Directed by J.M Harper and based on Ed Emanuel’s book, Soul Patrol employs archival footage of this special reunion, but also footage captured on Super 8 of the team in action in Vietnam. Emanuel, a member of the squad and the film’s main driver, recounts the confusing journey from recruitment to basic training, to fighting in a foreign land for a country that didn’t respect him or his peers. This was 1968, and the country was in turmoil. The assassination of Martin Luther King Jr. loomed heavy; other Black leaders were warning young men not to enlist. Most of those Black activists would end up murdered themselves by the same government regularly producing propaganda videos aimed at recruiting Black youths into the fight.
Harper and his team, even at their advanced age, are so open and lucid about what they each went through that the decision to reenact certain memories with actors feels like a major misstep. Soul Patrol is at its best when the men are together, leaning on one another, finding that camaraderie as they help each other navigate the past, the good parts and the bad.
Also really effective are what amount to short video essays, such as when Harper stitches together footage to track the origin of the unit’s Soul Patrol nickname. Emanuel took it as offensive, because of the way the term “soul brotha” was used derisively back home by a media that treated Blacks as less than human. We see Emanuel grappling with his decision to return to Vietnam after a relative’s death in the fighting. Seeking to get revenge, Emanuel learns to see the Vietnamese people as just like him after meeting a special woman while on R&R. MLK’s speech, “Beyond Vietnam” underscores Emanuel’s revelation beautifully.
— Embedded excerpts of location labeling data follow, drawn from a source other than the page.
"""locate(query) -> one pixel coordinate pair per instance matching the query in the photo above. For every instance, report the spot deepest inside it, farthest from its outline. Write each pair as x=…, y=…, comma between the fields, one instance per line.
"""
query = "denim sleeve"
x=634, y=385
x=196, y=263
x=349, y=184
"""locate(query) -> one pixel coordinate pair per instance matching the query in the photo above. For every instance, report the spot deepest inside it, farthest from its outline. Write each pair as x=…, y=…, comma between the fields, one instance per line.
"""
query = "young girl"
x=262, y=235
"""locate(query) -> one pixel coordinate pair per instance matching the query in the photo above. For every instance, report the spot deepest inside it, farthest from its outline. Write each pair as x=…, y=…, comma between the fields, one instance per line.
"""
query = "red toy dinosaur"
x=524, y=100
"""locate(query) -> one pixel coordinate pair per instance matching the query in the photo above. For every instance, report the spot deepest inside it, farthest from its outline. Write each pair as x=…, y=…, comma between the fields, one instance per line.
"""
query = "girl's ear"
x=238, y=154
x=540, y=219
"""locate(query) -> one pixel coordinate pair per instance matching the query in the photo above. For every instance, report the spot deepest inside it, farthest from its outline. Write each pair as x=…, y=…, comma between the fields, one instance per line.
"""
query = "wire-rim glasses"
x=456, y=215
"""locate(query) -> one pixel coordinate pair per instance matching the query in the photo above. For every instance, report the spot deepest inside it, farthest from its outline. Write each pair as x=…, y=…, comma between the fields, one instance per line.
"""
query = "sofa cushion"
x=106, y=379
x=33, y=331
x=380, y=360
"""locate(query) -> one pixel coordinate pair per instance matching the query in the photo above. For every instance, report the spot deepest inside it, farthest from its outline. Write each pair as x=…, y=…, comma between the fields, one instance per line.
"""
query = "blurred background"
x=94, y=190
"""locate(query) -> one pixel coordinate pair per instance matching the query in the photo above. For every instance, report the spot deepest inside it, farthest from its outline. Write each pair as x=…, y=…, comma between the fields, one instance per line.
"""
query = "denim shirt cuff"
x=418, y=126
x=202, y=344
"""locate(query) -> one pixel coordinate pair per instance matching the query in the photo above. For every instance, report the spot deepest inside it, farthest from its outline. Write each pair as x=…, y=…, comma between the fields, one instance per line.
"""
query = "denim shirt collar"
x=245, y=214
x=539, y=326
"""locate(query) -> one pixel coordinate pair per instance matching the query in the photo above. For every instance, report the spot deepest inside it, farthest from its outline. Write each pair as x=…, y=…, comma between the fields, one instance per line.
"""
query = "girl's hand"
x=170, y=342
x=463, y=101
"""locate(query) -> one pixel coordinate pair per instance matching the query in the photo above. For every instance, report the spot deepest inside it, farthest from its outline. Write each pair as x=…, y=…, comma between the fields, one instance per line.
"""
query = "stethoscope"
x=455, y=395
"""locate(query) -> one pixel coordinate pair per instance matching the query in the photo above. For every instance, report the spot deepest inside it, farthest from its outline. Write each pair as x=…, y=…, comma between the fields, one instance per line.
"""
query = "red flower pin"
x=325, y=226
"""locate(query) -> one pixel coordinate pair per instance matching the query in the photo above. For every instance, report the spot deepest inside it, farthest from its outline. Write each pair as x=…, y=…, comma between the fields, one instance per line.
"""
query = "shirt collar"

The final scenes of Soul Patrol are heartbreaking, as we learn the fates of some of the squad that we have been hearing from. For many of them, returning home to a country that hated them proved to be a war that took decades to get over, if they ever did. Their stories prove vital to cementing Black soldiers’ military contributions when so many would have them ignored. With so many of that generation leaving us, it’s more important than ever to document their experiences, their knowledge, their unique perspective, to help us chart a future where there is no need to send our children to war.